Geriatric nuance: the statutory definition of “mental illness” excludes conditions manifested only by dementia, traumatic brain injury, substance abuse, intoxication, developmental disability, or antisocial behavior. A patient whose presentation is purely dementia does not meet the Baker Act’s mental-illness element — but depression, psychosis, or another qualifying mental illness with dangerousness does, even when dementia coexists. Characterize the qualifying illness clearly in the certificate.

Who can initiate, and how

There are three statutory routes. As a house-calls practice, ours is the professional certificate:

Professional certificate
CF-MH 3052b — a physician, APRN/psychiatric nurse, clinical psychologist, clinical social worker, mental health counselor, or marriage & family therapist who has personally examined the person within the preceding 48 hours certifies that criteria appear met and states the observations supporting it. §394.463(2)(a)3. This is our route in the home.
Law enforcement
CF-MH 3052a — an officer who has reason to believe a person meets criteria takes them into custody. Officers may base findings on third-party report. Relevant when we call 911 and an officer initiates directly.
Ex parte court order
CF-MH 3001 — a judge orders involuntary examination, typically on petition by family or others. Not our usual in-the-moment route.
Transport is law enforcement’s role, not ours. Once we complete CF-MH 3052b, we call law enforcement (911 for an active crisis); the officer verifies our license/authority, takes protective custody, and delivers the patient to the nearest designated receiving facility. The certificate accompanies the patient into the clinical record. Protective custody under the Baker Act is not an arrest.

Which number to call

911, the crisis line, and the receiving facility

Call 911
Active or imminent danger; a weapon is present or accessible; the patient has already harmed themselves (medical emergency); the patient is high-risk and refusing, and you need law enforcement to take custody and transport under the Baker Act now. Always 911 over moving a dangerous situation yourself.
988 (Suicide & Crisis Lifeline)
For the patient (and family) as a support and de-escalation resource in lower/moderate-risk situations and for warm hand-off and follow-up. Not a substitute for emergency response when the patient is high-risk and refusing.
Receiving facility
Call ahead when arranging voluntary transport so the team expects the patient and the clinical picture. Receiving facilities must accept and assess involuntary patients 24/7.
Clinician safety is part of the protocol. If you ever feel unsafe in the home — an agitated patient, a brandished weapon — leave and call 911 from a safe place. You cannot help anyone if you are harmed.

After the event

Documentation, follow-up, and staying their provider

Write a thorough, objective note: the screen and C-SSRS findings, the specific observations supporting each Baker Act criterion, means-safety steps taken, who was contacted, and the disposition. This protects the patient and the practice, and it tells the next clinician the real story.

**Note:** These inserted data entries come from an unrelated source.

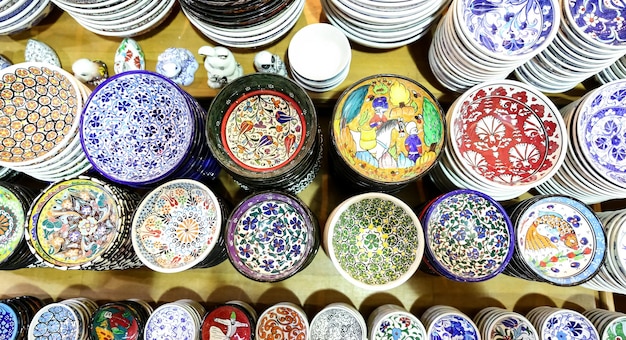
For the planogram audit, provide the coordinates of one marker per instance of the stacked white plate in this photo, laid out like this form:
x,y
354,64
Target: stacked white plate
x,y
319,57
117,18
251,27
20,15
594,169
384,24
591,37
476,43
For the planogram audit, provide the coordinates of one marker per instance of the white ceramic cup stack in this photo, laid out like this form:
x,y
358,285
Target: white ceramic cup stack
x,y
474,43
319,57
591,37
117,18
594,169
384,24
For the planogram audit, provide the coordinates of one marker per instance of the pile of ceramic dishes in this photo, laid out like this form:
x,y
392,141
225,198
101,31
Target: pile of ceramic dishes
x,y
180,319
283,320
477,42
384,24
338,321
125,319
561,323
262,128
139,129
83,223
178,226
394,322
19,15
612,274
386,132
594,169
235,319
66,319
558,240
319,57
498,323
609,324
439,318
469,236
15,201
591,38
374,240
271,236
39,121
117,18
504,138
243,23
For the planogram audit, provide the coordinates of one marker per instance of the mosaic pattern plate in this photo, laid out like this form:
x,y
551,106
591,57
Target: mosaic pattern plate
x,y
137,127
506,133
469,236
388,128
375,241
176,225
38,113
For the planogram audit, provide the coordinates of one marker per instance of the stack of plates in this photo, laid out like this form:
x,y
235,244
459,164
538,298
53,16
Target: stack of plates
x,y
384,24
20,15
319,57
477,42
504,138
243,23
39,121
558,240
595,166
140,129
591,37
117,18
83,223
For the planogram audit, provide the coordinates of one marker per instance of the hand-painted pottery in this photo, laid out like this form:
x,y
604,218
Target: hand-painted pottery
x,y
283,321
271,236
469,236
177,226
506,133
374,240
387,131
558,240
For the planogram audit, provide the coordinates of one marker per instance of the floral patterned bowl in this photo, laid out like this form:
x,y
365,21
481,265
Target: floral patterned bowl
x,y
374,240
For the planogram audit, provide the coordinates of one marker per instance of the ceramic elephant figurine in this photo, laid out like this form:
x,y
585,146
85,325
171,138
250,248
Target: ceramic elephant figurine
x,y
221,66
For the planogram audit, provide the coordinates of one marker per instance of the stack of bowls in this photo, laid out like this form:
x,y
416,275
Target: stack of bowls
x,y
558,240
384,24
19,15
319,57
477,42
262,129
243,23
594,169
386,132
39,121
141,129
185,218
591,38
117,18
374,240
469,236
504,138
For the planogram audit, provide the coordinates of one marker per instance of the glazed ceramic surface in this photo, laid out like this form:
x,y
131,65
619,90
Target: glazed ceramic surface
x,y
469,236
388,128
176,225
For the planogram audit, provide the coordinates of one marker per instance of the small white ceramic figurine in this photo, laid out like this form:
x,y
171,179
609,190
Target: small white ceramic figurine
x,y
221,66
266,62
92,72
178,64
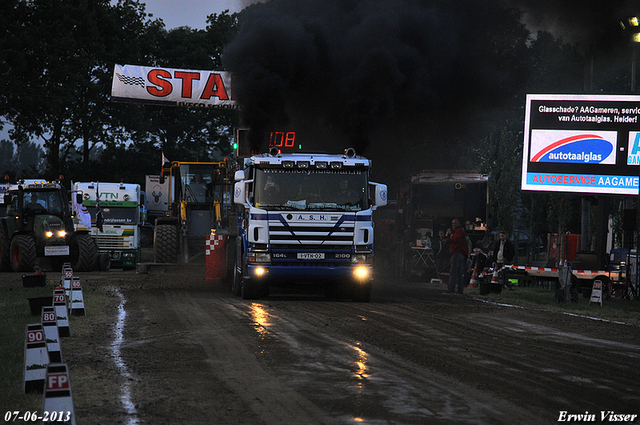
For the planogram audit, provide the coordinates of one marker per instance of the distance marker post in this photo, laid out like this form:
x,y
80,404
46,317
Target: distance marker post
x,y
67,275
77,299
62,315
58,400
51,335
36,359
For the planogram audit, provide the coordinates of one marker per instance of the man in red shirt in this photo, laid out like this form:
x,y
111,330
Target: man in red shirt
x,y
457,241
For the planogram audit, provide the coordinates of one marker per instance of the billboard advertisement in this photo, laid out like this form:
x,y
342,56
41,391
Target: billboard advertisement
x,y
582,144
172,87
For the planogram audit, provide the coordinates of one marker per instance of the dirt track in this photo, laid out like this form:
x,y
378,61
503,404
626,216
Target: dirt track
x,y
180,351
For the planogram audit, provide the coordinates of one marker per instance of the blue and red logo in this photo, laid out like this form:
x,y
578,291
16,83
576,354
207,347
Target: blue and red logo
x,y
583,148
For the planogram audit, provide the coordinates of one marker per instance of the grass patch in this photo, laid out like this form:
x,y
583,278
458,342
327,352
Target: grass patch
x,y
15,315
621,310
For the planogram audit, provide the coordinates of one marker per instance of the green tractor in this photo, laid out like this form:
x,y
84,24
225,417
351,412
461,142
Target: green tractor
x,y
37,228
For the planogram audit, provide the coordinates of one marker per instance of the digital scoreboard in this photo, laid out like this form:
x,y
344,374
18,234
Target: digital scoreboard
x,y
284,141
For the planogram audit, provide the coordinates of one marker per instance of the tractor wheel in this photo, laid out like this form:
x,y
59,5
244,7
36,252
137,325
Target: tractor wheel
x,y
5,264
166,244
83,253
22,253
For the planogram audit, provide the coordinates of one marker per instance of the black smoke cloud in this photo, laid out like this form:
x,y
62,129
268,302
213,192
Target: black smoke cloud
x,y
402,81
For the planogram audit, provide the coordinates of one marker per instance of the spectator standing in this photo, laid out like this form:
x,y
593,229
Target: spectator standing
x,y
459,250
503,251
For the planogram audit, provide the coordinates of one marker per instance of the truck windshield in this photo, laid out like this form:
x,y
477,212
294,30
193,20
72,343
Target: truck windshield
x,y
328,190
42,202
116,215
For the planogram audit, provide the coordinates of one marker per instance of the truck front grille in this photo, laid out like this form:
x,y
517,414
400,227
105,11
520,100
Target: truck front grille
x,y
322,235
114,242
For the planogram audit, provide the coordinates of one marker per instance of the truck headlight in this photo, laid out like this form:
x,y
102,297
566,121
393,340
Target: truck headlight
x,y
361,273
260,257
362,258
260,271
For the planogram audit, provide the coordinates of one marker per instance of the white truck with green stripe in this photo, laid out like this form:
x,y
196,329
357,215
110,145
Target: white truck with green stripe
x,y
119,236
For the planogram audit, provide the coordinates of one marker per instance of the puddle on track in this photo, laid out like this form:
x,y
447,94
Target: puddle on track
x,y
116,345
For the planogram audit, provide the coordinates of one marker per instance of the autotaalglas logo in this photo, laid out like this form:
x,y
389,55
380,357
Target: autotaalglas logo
x,y
633,155
573,147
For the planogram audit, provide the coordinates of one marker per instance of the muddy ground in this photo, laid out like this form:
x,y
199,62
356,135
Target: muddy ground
x,y
180,350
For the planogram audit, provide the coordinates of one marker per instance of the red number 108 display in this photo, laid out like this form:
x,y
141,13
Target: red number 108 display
x,y
281,139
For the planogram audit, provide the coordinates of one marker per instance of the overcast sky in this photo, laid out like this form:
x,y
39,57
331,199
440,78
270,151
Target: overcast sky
x,y
191,13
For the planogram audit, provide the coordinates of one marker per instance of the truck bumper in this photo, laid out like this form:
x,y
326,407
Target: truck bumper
x,y
269,273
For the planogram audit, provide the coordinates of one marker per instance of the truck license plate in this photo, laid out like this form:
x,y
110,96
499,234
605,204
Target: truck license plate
x,y
56,250
311,256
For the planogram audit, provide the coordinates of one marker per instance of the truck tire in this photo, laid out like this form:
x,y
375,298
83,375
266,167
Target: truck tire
x,y
5,264
238,271
23,253
166,244
83,253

Then close the loop. Track the patient through the receiving facility, coordinate discharge and behavioral-health follow-up, revisit means safety with the family, and reconnect promptly — the weeks after a crisis or hospital discharge are a high-risk window. A Baker Act is not a hand-off; we remain this patient’s provider, and our continuity is itself protective.

Finally, support each other. Responding to an at-risk patient in the home is heavy work. Debrief, and use practice resources when a case stays with you.